You can swim with chlorine tablets in the pool because they dissolve very slowly. Chlorine tablets go in a pool floater that comes with dispensing outlets to control how much chlorine goes into the water. However, you shouldn’t swim in the pool right after adding pool shock or liquid chlorine.

In this article, I’ll discuss how long you have to wait to swim after adding the chlorine tablets, how long it takes for the tablets to dissolve, and whether or not you should always have them in the pool. Let’s get started!

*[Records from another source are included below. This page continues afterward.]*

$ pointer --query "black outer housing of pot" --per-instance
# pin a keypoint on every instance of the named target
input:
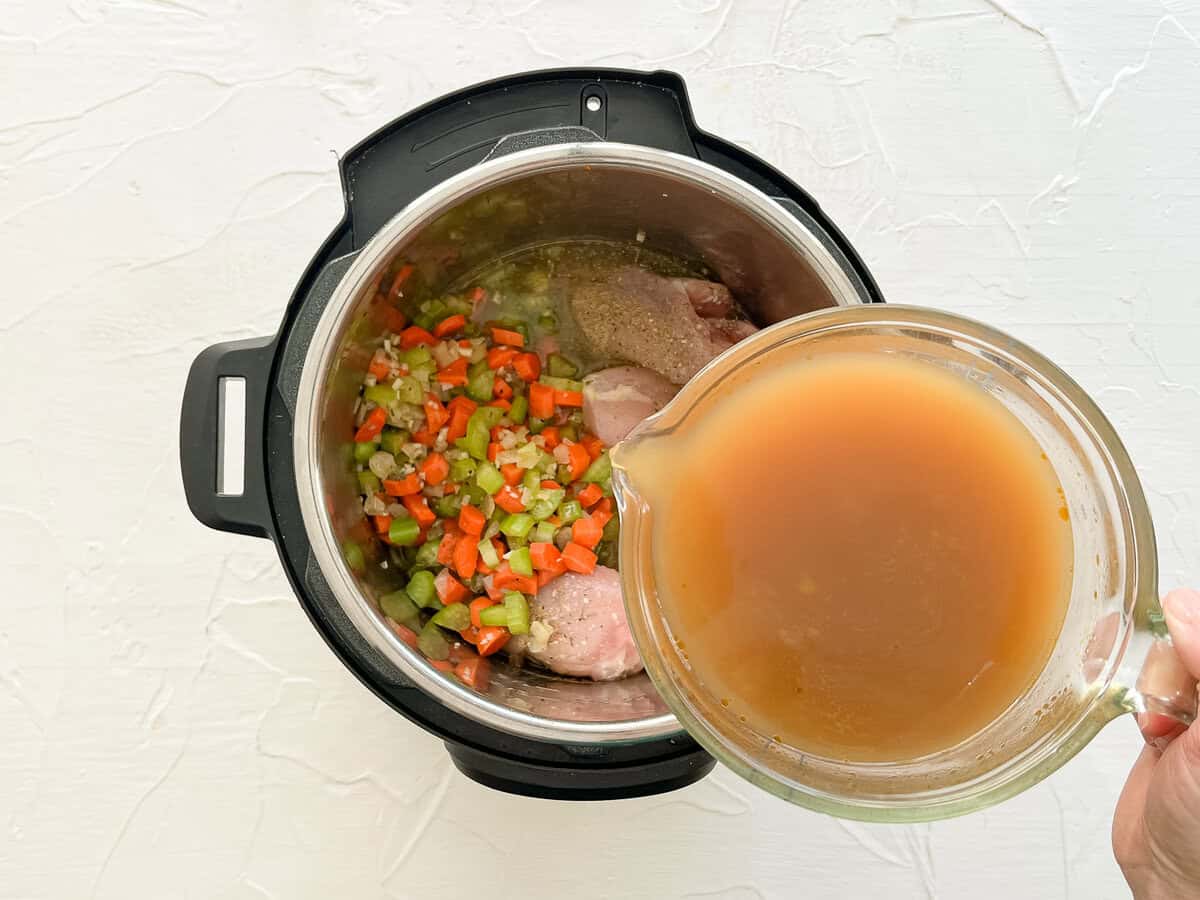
(381, 177)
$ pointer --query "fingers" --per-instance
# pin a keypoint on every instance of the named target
(1127, 838)
(1182, 611)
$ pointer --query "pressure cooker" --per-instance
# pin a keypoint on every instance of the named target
(595, 154)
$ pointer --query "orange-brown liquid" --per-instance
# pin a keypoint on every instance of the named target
(863, 555)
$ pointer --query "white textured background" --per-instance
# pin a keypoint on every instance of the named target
(171, 726)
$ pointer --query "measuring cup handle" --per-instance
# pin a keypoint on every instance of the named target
(1164, 685)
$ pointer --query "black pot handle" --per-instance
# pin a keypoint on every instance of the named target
(582, 781)
(201, 432)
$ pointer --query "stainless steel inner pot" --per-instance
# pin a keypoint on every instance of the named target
(775, 261)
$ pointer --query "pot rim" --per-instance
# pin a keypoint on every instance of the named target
(319, 359)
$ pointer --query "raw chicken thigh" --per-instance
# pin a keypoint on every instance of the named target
(616, 400)
(589, 634)
(670, 325)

How Long After Putting Chlorine Tablets In Can You Swim?

You can almost always swim right after adding chlorine tablets, but there are a few things you should look out for.

The goal is to maintain healthy chlorine levels without causing skin and eye irritation. I recommend putting one three-inch chlorine tablet in the pool floater per 5,000 gallons of water to reach this goal.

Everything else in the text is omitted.